How we helped a multi-national retailer implement an AI-native demand forecasting system, reducing stockouts by 32% and cutting working capital requirements.
32%
Reduction in Stockouts
$18M
Working Capital Freed
8x
ROI in Year 1
The client operated over 500 retail locations across Southeast Asia with a highly complex supply chain. Their legacy forecasting models were rule-based and relied on historical averages, leading to severe stockouts during peak seasons and massive overstock during off-peak periods. They lacked the ability to ingest real-time signals like weather, local events, or social media trends into their purchasing decisions.

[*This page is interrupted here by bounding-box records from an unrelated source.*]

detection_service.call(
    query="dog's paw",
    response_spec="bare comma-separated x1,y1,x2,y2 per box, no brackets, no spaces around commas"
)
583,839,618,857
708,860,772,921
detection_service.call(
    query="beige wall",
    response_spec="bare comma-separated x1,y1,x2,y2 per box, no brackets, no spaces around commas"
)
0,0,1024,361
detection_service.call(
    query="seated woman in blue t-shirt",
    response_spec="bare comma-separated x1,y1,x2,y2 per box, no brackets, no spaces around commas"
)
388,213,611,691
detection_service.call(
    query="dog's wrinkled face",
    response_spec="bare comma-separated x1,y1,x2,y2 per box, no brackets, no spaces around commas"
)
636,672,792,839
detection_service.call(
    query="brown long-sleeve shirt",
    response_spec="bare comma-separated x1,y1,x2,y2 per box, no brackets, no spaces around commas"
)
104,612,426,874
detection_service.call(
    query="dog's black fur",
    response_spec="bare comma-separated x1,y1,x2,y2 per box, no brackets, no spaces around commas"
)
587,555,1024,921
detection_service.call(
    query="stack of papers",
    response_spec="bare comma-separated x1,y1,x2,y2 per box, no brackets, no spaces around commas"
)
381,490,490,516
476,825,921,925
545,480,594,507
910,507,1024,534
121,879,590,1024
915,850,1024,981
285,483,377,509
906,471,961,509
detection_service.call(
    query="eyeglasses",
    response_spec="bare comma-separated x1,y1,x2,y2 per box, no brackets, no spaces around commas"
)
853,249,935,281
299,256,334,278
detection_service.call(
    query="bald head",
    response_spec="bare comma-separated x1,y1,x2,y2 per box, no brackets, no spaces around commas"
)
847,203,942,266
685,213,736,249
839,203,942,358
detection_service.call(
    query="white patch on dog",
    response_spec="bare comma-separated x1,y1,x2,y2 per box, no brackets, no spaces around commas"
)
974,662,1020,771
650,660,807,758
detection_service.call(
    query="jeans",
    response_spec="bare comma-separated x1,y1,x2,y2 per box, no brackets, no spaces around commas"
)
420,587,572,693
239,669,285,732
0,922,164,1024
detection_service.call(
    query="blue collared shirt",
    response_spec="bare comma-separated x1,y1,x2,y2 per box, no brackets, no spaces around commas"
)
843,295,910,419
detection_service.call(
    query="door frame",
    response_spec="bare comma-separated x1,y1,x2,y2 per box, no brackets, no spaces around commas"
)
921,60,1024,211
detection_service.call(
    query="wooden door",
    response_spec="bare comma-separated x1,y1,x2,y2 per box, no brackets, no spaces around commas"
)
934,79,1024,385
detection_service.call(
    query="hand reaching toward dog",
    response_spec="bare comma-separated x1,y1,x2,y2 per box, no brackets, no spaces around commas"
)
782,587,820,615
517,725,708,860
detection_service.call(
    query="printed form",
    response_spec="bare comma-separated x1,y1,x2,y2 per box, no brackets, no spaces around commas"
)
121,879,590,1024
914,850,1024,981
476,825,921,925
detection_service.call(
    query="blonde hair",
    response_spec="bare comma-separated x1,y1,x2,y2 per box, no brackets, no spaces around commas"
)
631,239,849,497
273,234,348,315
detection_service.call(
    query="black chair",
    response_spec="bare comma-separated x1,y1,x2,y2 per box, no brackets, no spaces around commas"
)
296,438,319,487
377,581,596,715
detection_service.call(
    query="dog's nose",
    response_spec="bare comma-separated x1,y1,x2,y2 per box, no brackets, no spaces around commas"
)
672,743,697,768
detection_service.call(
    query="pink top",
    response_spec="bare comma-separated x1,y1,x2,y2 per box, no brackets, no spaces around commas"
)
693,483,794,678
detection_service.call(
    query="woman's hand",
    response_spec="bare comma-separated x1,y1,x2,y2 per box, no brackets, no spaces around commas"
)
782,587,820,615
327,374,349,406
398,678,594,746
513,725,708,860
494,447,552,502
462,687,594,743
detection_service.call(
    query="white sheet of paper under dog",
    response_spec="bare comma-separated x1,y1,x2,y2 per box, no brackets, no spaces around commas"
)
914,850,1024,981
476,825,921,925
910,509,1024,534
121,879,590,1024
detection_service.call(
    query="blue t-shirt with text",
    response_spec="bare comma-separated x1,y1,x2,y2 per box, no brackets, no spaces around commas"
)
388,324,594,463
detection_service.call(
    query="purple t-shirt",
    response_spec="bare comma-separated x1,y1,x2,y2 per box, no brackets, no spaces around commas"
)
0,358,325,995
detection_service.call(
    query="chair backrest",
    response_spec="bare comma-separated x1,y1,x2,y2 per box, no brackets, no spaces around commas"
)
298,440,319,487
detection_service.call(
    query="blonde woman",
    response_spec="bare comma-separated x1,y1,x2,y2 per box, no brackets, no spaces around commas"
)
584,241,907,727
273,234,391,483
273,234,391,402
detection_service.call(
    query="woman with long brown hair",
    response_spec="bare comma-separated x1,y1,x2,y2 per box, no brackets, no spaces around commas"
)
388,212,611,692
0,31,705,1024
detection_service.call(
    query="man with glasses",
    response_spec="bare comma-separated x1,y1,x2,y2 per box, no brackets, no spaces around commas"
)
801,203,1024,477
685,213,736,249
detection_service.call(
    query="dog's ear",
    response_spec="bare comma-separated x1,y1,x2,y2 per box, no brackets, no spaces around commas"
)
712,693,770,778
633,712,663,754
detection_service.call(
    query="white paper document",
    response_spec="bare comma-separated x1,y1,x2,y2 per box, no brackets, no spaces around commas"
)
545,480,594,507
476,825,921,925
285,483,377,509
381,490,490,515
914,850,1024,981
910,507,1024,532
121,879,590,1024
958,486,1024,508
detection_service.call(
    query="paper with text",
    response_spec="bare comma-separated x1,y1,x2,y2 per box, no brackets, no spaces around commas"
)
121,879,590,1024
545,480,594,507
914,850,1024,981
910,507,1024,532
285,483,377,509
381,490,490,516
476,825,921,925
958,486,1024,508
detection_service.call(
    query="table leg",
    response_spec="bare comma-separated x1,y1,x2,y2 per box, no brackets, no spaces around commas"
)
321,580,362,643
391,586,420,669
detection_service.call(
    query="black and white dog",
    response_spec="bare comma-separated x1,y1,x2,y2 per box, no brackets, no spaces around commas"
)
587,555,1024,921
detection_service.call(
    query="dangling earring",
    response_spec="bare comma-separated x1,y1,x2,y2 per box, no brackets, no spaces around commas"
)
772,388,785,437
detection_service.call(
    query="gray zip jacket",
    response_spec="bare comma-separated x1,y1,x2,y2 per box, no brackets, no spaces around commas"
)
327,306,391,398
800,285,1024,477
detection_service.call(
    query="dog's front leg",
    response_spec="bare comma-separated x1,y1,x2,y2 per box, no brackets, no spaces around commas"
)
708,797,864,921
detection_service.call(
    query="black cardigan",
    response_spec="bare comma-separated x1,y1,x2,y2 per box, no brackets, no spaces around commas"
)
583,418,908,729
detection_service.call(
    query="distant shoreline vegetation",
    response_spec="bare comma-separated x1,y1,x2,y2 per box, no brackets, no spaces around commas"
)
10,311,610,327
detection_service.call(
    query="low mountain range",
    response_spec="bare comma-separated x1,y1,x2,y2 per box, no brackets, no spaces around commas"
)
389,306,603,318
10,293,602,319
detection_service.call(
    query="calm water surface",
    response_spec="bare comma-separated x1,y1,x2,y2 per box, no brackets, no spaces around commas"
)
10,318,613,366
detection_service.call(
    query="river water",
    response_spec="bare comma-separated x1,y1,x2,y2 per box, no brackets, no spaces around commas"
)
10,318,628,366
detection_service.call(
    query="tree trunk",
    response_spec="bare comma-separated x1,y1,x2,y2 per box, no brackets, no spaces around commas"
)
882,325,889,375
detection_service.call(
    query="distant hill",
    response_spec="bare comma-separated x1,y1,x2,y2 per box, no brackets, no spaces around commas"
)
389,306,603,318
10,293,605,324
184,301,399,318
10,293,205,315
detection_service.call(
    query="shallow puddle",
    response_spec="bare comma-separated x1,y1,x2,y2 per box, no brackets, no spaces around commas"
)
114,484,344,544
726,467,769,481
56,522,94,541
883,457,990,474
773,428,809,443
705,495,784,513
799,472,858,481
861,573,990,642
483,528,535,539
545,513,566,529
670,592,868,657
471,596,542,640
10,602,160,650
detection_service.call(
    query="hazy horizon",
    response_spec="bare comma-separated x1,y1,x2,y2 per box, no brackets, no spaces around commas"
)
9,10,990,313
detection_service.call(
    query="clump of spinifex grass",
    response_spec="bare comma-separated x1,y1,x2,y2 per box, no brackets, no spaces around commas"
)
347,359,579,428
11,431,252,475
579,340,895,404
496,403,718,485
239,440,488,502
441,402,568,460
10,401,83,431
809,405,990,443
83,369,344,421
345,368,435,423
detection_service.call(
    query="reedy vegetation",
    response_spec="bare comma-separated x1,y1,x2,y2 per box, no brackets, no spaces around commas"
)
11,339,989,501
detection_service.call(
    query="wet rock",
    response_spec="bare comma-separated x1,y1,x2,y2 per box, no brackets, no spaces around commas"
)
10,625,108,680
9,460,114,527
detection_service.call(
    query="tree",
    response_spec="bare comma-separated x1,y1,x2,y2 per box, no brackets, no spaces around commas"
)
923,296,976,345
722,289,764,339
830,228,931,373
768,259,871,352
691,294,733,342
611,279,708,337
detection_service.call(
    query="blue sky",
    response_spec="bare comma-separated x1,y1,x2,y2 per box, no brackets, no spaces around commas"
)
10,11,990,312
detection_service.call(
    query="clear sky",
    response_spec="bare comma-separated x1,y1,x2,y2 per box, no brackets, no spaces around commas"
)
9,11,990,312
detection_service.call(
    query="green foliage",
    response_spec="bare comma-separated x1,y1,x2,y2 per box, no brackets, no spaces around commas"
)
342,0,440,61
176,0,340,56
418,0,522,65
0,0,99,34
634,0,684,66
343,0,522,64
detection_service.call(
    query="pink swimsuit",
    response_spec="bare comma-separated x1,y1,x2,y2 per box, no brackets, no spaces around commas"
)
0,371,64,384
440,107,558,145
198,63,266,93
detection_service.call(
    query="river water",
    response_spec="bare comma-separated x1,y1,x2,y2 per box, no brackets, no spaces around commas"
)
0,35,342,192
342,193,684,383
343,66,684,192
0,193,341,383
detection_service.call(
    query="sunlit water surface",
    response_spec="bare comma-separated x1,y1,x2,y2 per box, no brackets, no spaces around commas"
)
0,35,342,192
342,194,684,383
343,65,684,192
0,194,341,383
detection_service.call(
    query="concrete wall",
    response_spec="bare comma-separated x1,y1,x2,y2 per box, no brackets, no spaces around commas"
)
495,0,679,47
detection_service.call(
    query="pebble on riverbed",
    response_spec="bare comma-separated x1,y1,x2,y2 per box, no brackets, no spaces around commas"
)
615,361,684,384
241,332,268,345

Deployed an end-to-end MLOps pipeline on Databricks to clean and unify 5 years of historical transaction data.
Built a gradient boosting model (XGBoost) to predict SKU-level demand across 500+ stores, factoring in 40+ external variables (weather, holidays, competitor pricing).
Implemented an Agentic AI orchestration layer that automatically generated purchase orders and alerted procurement managers only for high-risk anomalies.
Established a robust Model Governance framework to monitor data drift and retrain models autonomously.
The transition from reactive to predictive inventory management transformed the client's working capital dynamics. Within the first 6 months of deployment across their flagship stores, the system achieved a massive reduction in out-of-stock events while simultaneously lowering overall inventory holding costs.